Am I correct on the following statements?

  1. First step to call triggerLogin() is to use the 1st share (social identity)
  2. inputShareFromWebStorage() can help to use a 2nd share (device)
  3. inputShareFromSecurityQuestions() can help to use a 2rd share (password)
  4. I can use generateNewShareWithSecurityQuestions() to set a 2nd share (password)
  5. With any of the above 2 shares, I can call reconstructKey() (i.e. 1+2 or 1+3 or 2+3)
  6. If I reconstruct my key using 1+3, and would like to sync the wallet to 1+2. I have to delete the old device share and create the device share again.

Questions:

  • What do resp.publicAddress and resp.privateKey mean below when I haven’t reconstructed my private key? I can get a different public address from reconstructKey()
    const tKey = new ThresholdKey( ... );
const provider = tKey.serviceProvider as TorusServiceProvider;
await provider.init({ skipSw: true });
const resp = await provider.triggerLogin( ... );
  • What do tKey.initialize() and tKey._initializeNewKey() actually do and when should I run them? Can I run it just once but before triggerLogin()?
    const tKey = new ThresholdKey( ... );
const provider = tKey.serviceProvider as TorusServiceProvider;
await provider.init({ skipSw: true });
await provider.triggerLogin( ... );
await tKey.initialize();
return await tKey._initializeNewKey({ initializeModules: true });
  • Can I import a private key and override with the one linked to my shares? Or how do I create a new wallet from my shares?

Thanks in advance!

2

For the statement 1-5,
It is correct.

For statement 6,
Yes once you login on new device, you will need to generate new share for the device and save it in the device. You could keep the old device share if you want
There is module (web-storage) which help tkey to generate and save in localstorage for web application if you use that.
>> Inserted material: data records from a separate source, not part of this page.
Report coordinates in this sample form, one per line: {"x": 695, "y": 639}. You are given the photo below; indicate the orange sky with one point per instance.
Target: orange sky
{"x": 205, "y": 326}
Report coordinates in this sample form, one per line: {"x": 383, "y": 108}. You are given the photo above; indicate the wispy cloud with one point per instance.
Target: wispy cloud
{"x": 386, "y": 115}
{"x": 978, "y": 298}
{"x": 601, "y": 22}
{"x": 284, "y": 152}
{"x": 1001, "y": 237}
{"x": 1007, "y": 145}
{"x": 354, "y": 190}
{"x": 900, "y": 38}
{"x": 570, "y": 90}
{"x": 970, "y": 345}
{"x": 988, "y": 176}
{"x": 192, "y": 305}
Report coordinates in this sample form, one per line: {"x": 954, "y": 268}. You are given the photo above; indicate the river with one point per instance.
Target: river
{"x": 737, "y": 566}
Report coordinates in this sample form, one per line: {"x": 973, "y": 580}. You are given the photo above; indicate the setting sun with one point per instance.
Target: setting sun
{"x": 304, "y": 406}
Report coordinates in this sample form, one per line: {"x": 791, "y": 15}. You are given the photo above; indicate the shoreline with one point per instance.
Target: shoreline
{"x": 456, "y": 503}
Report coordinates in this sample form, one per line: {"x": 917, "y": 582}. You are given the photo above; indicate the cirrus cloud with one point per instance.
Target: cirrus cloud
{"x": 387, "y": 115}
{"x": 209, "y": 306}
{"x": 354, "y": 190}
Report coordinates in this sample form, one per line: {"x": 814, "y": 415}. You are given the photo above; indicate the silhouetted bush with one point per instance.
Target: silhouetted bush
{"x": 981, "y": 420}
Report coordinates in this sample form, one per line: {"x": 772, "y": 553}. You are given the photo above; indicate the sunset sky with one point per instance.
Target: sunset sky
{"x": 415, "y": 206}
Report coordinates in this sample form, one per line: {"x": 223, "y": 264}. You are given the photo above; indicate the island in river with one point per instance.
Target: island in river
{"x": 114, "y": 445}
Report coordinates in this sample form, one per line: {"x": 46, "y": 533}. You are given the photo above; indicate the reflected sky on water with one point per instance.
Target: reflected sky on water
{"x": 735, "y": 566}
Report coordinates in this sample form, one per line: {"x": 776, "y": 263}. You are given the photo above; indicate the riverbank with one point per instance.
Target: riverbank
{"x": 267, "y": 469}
Check out web storage module

  • Actually all share are private key in nature.
    For the provider’s private key, it was meant to be a pointer which you will get once you login to provider to retrieve Share A.

  • _initializeNewKey is a private function. you should not run it.
    it is called by the initalize() during first login.
    Calling the function would generate new tkey instead of reconstruct the same tkey.

  • While it is possible, it is not recommended to override with existing share. you can however import private key and generate new shares from tkey

2 Likes
3

Thank you @cherngwoei !

  1. To get the actual private key & wallet address, am I correct on the following approach?

    // Initialization
const tKey = new ThresholdKey( ... );
const provider = tKey.serviceProvider as TorusServiceProvider;
await provider.init({ skipSw: true });

// Login and set the 1st share
const resp = await provider.triggerLogin( ... );
await this.tKey.initialize();
// There is no use for resp.publicAddress and resp.privateKey

// Set the 2nd share
const webStorageModule = this.tKey.modules['webStorage'] as WebStorageModule;
await webStorageModule.inputShareFromWebStorage();

// Reconstruct my wallet
const result = await this.tKey.reconstructKey();

// My secure wallet
const wallet = new Wallet(result.privKey.toString('hex'));
const address = wallet.address;
const privateKey = wallet.privateKey;

  2. I see I can use private key module, does it only add a new wallet to my account? How do I remove a wallet?

  3. Does it mean recontructKey() always return the main wallet, and I can only retrieve other wallets afterwards?

4
  1. Yes, it is correct
  2. private key module offer a way for user to keep their private keys in tkey.
    It encrypt the private key with tkey and store in storage layer.
  3. yes reconstructKey will always return the main wallet and yes if you use private key module to store other private keys
1 Like
5

Thank you @cherngwoei !

I also have a question about the non-custody

From here, I can learn about where the shares are stored

But I am not sure about how the backup share is stored when I use Security Questions Module, users only supply a password, so how is the backup share stored?